Private sector players in the financial sector say that government should invest more towards developing enterprises if Uganda’s private equity financing is to grow.
Charles Ocici, dosage the Executive Director Enterprise Uganda said on Tuesday during a breakfast meeting on private equity that making an entrepreneur goes beyond capital.
He opposed the approach by government to go around dishing out envelopes and making declarations instead of supporting enterprises build their institutions.
“As a nation we need to deliberately assist business people to strengthen their systems because some of them make innocent mistakes that collapse them,” Ocici said.
“Building an enterprise takes a minimum of 7 years but in Uganda’s case, government comes up with a Youth Fund, give people money and we never follow up to see their progress. This is a wrong approach.”
He said that in addition to financial capital, successful businesses are driven by a business oriented attitude, making reference to Ugandans that inherited Asian businesses in 1950 only to drown them in a short time. On the contrary, the Asians who fled the country with no money following Idi Amin’s decree, managed to grow big business empires in Europe.

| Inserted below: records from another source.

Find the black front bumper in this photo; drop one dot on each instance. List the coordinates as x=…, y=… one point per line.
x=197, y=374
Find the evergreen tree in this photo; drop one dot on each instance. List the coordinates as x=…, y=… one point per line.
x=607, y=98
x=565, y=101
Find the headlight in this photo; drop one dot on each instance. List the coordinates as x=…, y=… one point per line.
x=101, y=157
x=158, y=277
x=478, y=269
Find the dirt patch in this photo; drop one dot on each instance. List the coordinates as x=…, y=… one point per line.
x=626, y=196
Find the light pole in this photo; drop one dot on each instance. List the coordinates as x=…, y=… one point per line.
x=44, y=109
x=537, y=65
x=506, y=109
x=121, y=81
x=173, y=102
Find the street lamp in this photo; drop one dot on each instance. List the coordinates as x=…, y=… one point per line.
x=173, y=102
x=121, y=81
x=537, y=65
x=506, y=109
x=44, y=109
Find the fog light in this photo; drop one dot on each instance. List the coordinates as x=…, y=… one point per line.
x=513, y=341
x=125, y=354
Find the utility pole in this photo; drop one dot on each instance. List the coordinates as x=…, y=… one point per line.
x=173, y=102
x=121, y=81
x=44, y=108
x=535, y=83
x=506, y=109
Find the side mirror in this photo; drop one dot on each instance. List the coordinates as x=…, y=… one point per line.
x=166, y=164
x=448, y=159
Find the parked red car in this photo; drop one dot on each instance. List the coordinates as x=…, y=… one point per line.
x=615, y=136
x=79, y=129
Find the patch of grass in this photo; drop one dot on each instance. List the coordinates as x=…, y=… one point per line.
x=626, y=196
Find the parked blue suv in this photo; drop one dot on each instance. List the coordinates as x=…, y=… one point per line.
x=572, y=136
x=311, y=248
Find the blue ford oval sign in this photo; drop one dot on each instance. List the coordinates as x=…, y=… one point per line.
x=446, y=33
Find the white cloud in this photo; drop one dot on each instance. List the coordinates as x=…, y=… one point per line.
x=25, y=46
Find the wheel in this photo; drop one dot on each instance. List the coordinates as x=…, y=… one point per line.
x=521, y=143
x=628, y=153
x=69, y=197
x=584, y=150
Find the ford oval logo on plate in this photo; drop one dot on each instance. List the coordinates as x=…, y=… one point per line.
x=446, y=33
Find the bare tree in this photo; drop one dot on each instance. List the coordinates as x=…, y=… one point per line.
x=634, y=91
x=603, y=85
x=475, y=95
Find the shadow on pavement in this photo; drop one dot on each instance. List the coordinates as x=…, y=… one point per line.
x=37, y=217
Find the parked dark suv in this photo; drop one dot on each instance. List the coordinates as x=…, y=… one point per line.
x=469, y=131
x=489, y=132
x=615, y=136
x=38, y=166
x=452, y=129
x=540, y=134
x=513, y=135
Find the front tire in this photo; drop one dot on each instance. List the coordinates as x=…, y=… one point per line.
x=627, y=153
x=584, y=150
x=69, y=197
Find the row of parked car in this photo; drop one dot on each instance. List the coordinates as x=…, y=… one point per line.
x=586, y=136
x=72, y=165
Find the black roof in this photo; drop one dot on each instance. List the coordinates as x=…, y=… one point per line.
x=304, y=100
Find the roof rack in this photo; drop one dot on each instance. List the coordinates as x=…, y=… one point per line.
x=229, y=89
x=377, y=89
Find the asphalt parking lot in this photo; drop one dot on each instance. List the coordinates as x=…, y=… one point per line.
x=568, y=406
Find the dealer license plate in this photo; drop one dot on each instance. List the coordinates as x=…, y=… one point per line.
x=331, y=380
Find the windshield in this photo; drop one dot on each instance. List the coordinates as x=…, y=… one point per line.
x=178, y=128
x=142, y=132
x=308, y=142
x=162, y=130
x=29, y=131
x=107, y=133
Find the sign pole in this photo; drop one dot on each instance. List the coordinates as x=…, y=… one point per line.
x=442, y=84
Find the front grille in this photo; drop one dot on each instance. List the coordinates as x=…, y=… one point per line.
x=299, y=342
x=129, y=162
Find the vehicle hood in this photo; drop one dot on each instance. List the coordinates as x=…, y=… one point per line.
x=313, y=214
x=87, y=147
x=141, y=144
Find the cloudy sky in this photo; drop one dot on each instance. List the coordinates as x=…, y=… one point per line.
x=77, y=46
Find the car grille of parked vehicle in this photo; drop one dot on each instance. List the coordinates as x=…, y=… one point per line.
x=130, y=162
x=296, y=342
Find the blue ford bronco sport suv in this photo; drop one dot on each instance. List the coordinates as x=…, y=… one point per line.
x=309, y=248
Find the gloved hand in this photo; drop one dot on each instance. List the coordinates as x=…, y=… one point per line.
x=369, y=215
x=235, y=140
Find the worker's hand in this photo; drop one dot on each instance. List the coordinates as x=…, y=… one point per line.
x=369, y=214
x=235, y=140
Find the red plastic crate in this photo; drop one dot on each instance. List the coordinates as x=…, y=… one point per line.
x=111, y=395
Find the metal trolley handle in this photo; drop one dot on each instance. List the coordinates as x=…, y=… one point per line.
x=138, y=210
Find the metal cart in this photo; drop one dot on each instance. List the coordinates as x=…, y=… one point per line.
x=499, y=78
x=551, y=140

“The U.S that we admire puts USD 60bn in enterprise development every year while South Korea invests USD 2 bn to create the next Samsung,” Ocici said.
He attributed the low uptake in private equity in Uganda to the poor record keeping culture and bad governance within local firms which makes them ineligible for financing.
Similarly, Kenneth Kitaliko from African Alliance which provides equity finance said that most Ugandan companies lack proper structures through which decisions are made.
“We have capital but only a few firms qualify. Some of them have 3 record books while others are run as a family and decisions are made in the bedroom. You can’t fund such a company,” Kitaliko said.